“Developers are advancing AI adoption with peer oversight and disciplined practices, but the next step is to pair that momentum with enhanced confidence in its capabilities,” said Idan Zalzberg, Chief Technology Officer at Agoda.
INCONSISTENT OUTPUT REMAINS the primary concern on the adoption of artificial intelligence (AI) among developers in Southeast Asia, resulting in AI not getting full confidence on its usage.
This is among the findings of Agoda’s AI Developer Report 2025, which showed that 79 percent of developers citing unreliable results as the biggest barrier to deeper AI integration, outweighing concerns related to access, cost, or tooling.
“Developers are advancing AI adoption with peer oversight and disciplined practices, but the next step is to pair that momentum with enhanced confidence in its capabilities,” said Idan Zalzberg, Chief Technology Officer at Agoda.
This challenge is most acute in markets such as the Philippines (88 percent) and Thailand (84 percent), where concerns about output reliability are highest.
Even in more mature AI markets like Singapore (77 percent) and Malaysia (73percent), inconsistent results continue to temper confidence and reinforce the need for human oversight.
QUALITY CONTROL
In response, developers have adapted their workflows to maintain quality. Two-thirds report they always review AI-generated code before merging, and many routinely rework outputs until they meet production standards.
Instead of reducing accountability, the Report finds that AI use has increased the emphasis on review and human oversight. Verification and ownership have become more prominent in daily development work, with engineers retaining responsibility for final outcomes. Confidence, for now, is conditional, built through repetition, testing, and experience rather than assumed by default.
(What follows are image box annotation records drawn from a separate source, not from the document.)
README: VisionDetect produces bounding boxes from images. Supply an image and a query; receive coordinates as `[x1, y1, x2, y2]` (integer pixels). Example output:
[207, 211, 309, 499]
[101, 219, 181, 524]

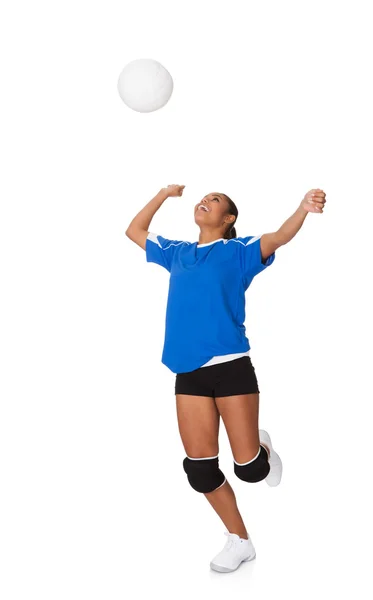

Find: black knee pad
[234, 446, 270, 483]
[183, 456, 225, 494]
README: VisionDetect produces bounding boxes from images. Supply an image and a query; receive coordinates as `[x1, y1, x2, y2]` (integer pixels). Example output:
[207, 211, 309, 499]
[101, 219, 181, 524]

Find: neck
[198, 230, 224, 244]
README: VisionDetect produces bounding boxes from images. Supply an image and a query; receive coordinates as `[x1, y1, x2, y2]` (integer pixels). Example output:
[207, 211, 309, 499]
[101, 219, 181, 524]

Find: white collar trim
[197, 238, 228, 248]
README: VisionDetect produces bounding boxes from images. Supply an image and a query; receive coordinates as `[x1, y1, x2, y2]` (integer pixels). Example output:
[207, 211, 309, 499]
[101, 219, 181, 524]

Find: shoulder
[147, 231, 191, 250]
[222, 235, 261, 247]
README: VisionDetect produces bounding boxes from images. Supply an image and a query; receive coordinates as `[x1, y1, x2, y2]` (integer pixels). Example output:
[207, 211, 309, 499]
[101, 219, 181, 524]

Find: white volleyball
[118, 58, 173, 113]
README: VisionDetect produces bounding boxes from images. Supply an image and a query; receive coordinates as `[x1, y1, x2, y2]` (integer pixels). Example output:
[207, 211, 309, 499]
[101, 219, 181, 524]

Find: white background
[0, 0, 373, 600]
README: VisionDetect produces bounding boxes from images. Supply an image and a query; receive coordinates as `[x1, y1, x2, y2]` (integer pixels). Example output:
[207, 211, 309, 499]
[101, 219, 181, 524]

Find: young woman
[126, 185, 326, 572]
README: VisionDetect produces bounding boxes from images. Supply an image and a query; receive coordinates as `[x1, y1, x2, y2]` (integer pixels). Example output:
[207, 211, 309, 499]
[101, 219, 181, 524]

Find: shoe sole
[210, 554, 256, 573]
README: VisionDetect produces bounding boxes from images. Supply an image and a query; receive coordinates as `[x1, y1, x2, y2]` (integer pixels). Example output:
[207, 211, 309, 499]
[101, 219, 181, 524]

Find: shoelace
[224, 531, 236, 550]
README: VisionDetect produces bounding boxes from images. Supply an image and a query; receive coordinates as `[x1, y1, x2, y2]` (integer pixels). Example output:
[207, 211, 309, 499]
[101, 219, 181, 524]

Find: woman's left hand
[300, 189, 326, 213]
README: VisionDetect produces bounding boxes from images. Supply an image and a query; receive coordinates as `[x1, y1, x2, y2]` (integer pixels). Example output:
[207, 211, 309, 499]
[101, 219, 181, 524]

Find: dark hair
[223, 194, 238, 240]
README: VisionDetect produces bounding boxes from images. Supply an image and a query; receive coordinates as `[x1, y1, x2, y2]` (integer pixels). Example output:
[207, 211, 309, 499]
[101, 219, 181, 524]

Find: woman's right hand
[162, 184, 185, 198]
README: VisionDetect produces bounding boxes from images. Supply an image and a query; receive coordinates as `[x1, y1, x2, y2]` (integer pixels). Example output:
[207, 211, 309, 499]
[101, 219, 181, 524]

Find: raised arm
[126, 185, 185, 250]
[260, 189, 326, 262]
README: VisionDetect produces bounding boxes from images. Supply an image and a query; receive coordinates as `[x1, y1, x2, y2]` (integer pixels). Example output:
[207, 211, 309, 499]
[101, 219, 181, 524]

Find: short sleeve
[145, 231, 184, 272]
[236, 235, 276, 277]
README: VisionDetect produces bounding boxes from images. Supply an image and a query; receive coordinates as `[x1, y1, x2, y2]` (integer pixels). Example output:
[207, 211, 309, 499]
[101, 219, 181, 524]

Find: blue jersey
[145, 232, 275, 373]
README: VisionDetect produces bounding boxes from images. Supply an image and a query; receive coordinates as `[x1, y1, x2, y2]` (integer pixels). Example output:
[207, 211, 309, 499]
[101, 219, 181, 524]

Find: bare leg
[205, 480, 249, 540]
[176, 394, 248, 539]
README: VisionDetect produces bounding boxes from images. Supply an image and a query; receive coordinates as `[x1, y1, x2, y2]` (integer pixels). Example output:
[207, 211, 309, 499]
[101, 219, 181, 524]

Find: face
[194, 193, 234, 227]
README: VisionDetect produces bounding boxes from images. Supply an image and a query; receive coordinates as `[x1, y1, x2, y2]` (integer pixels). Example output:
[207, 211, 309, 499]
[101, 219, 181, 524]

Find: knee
[183, 456, 225, 494]
[234, 446, 270, 483]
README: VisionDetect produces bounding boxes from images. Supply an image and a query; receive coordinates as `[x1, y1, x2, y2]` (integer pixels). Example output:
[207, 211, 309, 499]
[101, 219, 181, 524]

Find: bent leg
[215, 393, 270, 483]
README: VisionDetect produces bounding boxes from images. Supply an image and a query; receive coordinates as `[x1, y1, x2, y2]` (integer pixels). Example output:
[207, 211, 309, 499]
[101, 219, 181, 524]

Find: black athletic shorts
[175, 356, 260, 398]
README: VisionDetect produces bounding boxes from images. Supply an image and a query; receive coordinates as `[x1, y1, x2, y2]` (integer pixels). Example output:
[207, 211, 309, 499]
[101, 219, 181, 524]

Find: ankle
[260, 442, 271, 458]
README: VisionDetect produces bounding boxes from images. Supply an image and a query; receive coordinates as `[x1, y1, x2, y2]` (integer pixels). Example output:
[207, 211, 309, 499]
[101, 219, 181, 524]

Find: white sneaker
[259, 429, 282, 487]
[210, 531, 256, 573]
The findings suggest that AI maturity is no longer defined by adoption alone. While productivity gains are tangible, confidence grows only when outputs are consistent and predictable. Teams with strong review habits report higher confidence, while those without structured verification remain more cautious.
The Agoda AI Developer Report 2025 draws on survey responses from developers across Southeast Asia and India and includes insights from regional companies such as Carousell, MoMo, Omise, and SCB 10X. It provides a detailed view of how developers are integrating AI into their workflows, where confidence breaks down, and what it will take to move from widespread use to trusted maturity.
ADOPTION CONTINUES
The report said that developers across Southeast Asia and India are using AI at scale, but confidence in its reliability has yet to fully mature.
While AI has become a regular part of software development workflows, many engineers remain cautious, treating it as an accelerator rather than a dependable substitute for human judgment. AI adoption is now widespread across the region.
Nearly nine in ten developers say they use AI on a weekly basis, and most report clear productivity gains. However, confidence has not kept pace with usage.
“The next differentiator will not be who adopts AI first, but who builds a clear framework around it for consistent and productive usage,” said Zalzberg.